My cousins told me a story about how he was knocking on their door and they pretended to not be home and he took a dump on their porch. Another time he had caught them smoking pot and they thought to not get in trouble they would offer him some. He refused but said, if they had a crack rock he would smoke that.
He once came to my parent’s house and the neighborhood kids said he was like Chewbacca because he was super tall, had wild unkempt hair, and when he would talk it was unintelligible to those who had not spent a lot of time with him.
I don’t know if I was told or just realized on my own, but the message was clear, “you don’t want to turn out like him”.
He lived with my grandparents off and on. Sometimes he had a room in the mobile home. Sometimes he would sleep in the cinderblock office past the main hanger. I wasn’t a fan of the times he was around, but we got by.
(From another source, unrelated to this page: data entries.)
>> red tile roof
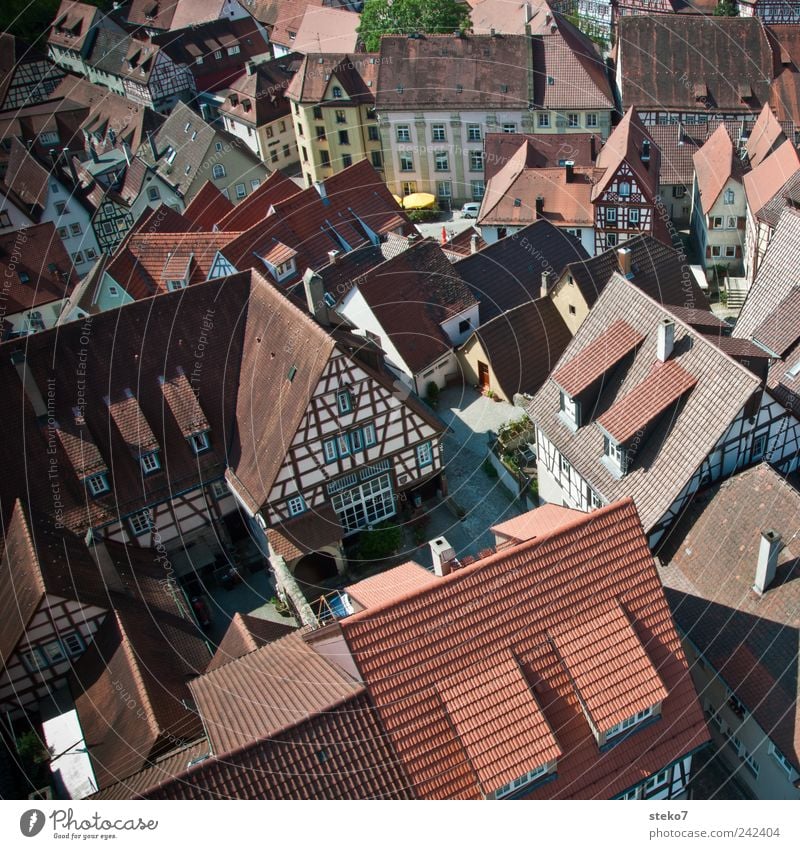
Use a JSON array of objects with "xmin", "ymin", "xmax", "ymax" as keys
[
  {"xmin": 552, "ymin": 319, "xmax": 644, "ymax": 398},
  {"xmin": 345, "ymin": 560, "xmax": 438, "ymax": 610},
  {"xmin": 183, "ymin": 180, "xmax": 238, "ymax": 230},
  {"xmin": 341, "ymin": 500, "xmax": 708, "ymax": 799},
  {"xmin": 491, "ymin": 504, "xmax": 583, "ymax": 542},
  {"xmin": 597, "ymin": 360, "xmax": 697, "ymax": 443}
]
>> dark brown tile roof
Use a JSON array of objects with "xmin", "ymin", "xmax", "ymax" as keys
[
  {"xmin": 341, "ymin": 500, "xmax": 708, "ymax": 799},
  {"xmin": 475, "ymin": 298, "xmax": 572, "ymax": 401},
  {"xmin": 483, "ymin": 133, "xmax": 601, "ymax": 182},
  {"xmin": 617, "ymin": 15, "xmax": 773, "ymax": 114},
  {"xmin": 558, "ymin": 234, "xmax": 708, "ymax": 312},
  {"xmin": 660, "ymin": 463, "xmax": 800, "ymax": 771},
  {"xmin": 375, "ymin": 34, "xmax": 532, "ymax": 112},
  {"xmin": 71, "ymin": 599, "xmax": 209, "ymax": 789},
  {"xmin": 733, "ymin": 207, "xmax": 800, "ymax": 339},
  {"xmin": 528, "ymin": 274, "xmax": 760, "ymax": 531},
  {"xmin": 94, "ymin": 690, "xmax": 414, "ymax": 799},
  {"xmin": 190, "ymin": 632, "xmax": 363, "ymax": 757},
  {"xmin": 348, "ymin": 239, "xmax": 476, "ymax": 374},
  {"xmin": 181, "ymin": 180, "xmax": 233, "ymax": 230},
  {"xmin": 453, "ymin": 220, "xmax": 587, "ymax": 324},
  {"xmin": 206, "ymin": 613, "xmax": 294, "ymax": 672},
  {"xmin": 553, "ymin": 318, "xmax": 644, "ymax": 398},
  {"xmin": 597, "ymin": 360, "xmax": 697, "ymax": 444}
]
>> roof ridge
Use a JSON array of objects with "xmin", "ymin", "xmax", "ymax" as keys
[{"xmin": 341, "ymin": 495, "xmax": 641, "ymax": 626}]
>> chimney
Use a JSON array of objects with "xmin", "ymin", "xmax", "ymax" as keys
[
  {"xmin": 753, "ymin": 529, "xmax": 783, "ymax": 595},
  {"xmin": 428, "ymin": 537, "xmax": 456, "ymax": 578},
  {"xmin": 11, "ymin": 351, "xmax": 47, "ymax": 418},
  {"xmin": 656, "ymin": 318, "xmax": 675, "ymax": 363},
  {"xmin": 84, "ymin": 528, "xmax": 125, "ymax": 592},
  {"xmin": 539, "ymin": 271, "xmax": 553, "ymax": 298},
  {"xmin": 617, "ymin": 248, "xmax": 633, "ymax": 280},
  {"xmin": 147, "ymin": 130, "xmax": 158, "ymax": 162},
  {"xmin": 303, "ymin": 268, "xmax": 330, "ymax": 325},
  {"xmin": 61, "ymin": 145, "xmax": 79, "ymax": 186}
]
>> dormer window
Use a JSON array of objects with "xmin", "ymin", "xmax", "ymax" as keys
[
  {"xmin": 139, "ymin": 451, "xmax": 161, "ymax": 475},
  {"xmin": 85, "ymin": 472, "xmax": 111, "ymax": 497},
  {"xmin": 559, "ymin": 389, "xmax": 581, "ymax": 430},
  {"xmin": 189, "ymin": 430, "xmax": 211, "ymax": 454},
  {"xmin": 606, "ymin": 708, "xmax": 653, "ymax": 742}
]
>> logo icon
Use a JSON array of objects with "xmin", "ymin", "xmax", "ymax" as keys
[{"xmin": 19, "ymin": 808, "xmax": 45, "ymax": 837}]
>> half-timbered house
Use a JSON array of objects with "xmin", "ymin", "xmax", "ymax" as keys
[
  {"xmin": 529, "ymin": 273, "xmax": 800, "ymax": 545},
  {"xmin": 591, "ymin": 108, "xmax": 668, "ymax": 253}
]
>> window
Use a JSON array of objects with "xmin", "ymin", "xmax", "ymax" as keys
[
  {"xmin": 86, "ymin": 472, "xmax": 109, "ymax": 495},
  {"xmin": 189, "ymin": 431, "xmax": 210, "ymax": 454},
  {"xmin": 417, "ymin": 442, "xmax": 433, "ymax": 468},
  {"xmin": 211, "ymin": 481, "xmax": 228, "ymax": 501},
  {"xmin": 606, "ymin": 708, "xmax": 653, "ymax": 740},
  {"xmin": 139, "ymin": 451, "xmax": 161, "ymax": 475},
  {"xmin": 128, "ymin": 510, "xmax": 153, "ymax": 537},
  {"xmin": 336, "ymin": 389, "xmax": 353, "ymax": 413}
]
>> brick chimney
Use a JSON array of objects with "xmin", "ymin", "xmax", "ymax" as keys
[
  {"xmin": 303, "ymin": 268, "xmax": 330, "ymax": 325},
  {"xmin": 656, "ymin": 318, "xmax": 675, "ymax": 363},
  {"xmin": 428, "ymin": 537, "xmax": 456, "ymax": 578},
  {"xmin": 753, "ymin": 530, "xmax": 783, "ymax": 595}
]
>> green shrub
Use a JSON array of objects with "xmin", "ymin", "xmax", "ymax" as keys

I’m in my late teens or early twenties (long after my time at the airport) he was staying with my grandparents full time. He had been held up by a stripper in a hotel room and beaten into a coma. No more cars, no more “girlfriends”. As much as I chaffed at the small-town life as a child, he was feeling the same or worse as a grown man. And he would take out his frustrations by being surly with my grandparents.
Eventually, they get the idea to go on a vacation.
So they call me to ask if I could stay with RD for a few nights. I agreed, and after work, headed to their place at the airport.
Growing up at the airport, when it got dark it was no big deal. There was a slowly spinning light, one side white, one side green that would be on for a pilot that had to land after hours. There was a large airplane hanger we called “the shop” which Pope kept the door open until late. The light inside spilled out onto the tarmac. The mobile home windows were lit from within and a porch light burned as well. Toads would jump around once it was dark out and got cooler. Nighttime at the airport was not scary, you dig?
But driving in that night I noticed how dark it was. The headlights of my car and the airplane beacon seemed to be the only illumination. The mobile home had the faint light from a television flickering inside. The absence of my grandparents’ car suddenly felt ominous.
But… childhood home of my loving grandparents, some lights are off. What could go wrong?
As I bounded up the steps, reached for the door handle, and opened the door I heard the CHICK-CHICK of a shotgun being loaded. Too late to stop, I swung the door open and gazed through, my uncle RD was leveling the barrel of the gun at me. His face was framed in hate and set in grim determination.
RD who, as I have established, just isn’t right in the head. RD, who is itching to take his anger out on someone. Does RD have a gun? When did we ever have guns?
My insides felt like they had turned into liquid.
While my life felt like it was soon to be over, I put my hands up and started screaming, “It’s me RD. Nan and Pope wanted me to stay with you for a few days!”
I assumed they would have told him. What I forgot was would he remember?
It had never occurred to me until now, that what man-child needs some teenager to babysit them?
The point to all this, crazy-man-pulls-a-gun-on-me and I-almost-die story is that sometimes things happen to you and that is life. You can’t always control the events that you will go through, but what you are responsible for is how you respond afterward.
There are terrible things that happen to people that take time and years of therapy to be able to cope with and I’m not trying to trivialize that. But soon after my near-death experience, I was able to laugh about it. Keeping that in mind, someone cutting me off in traffic or being asked to jury duty or any minor inconveniences that we get bent out of shape over really should be no big deal.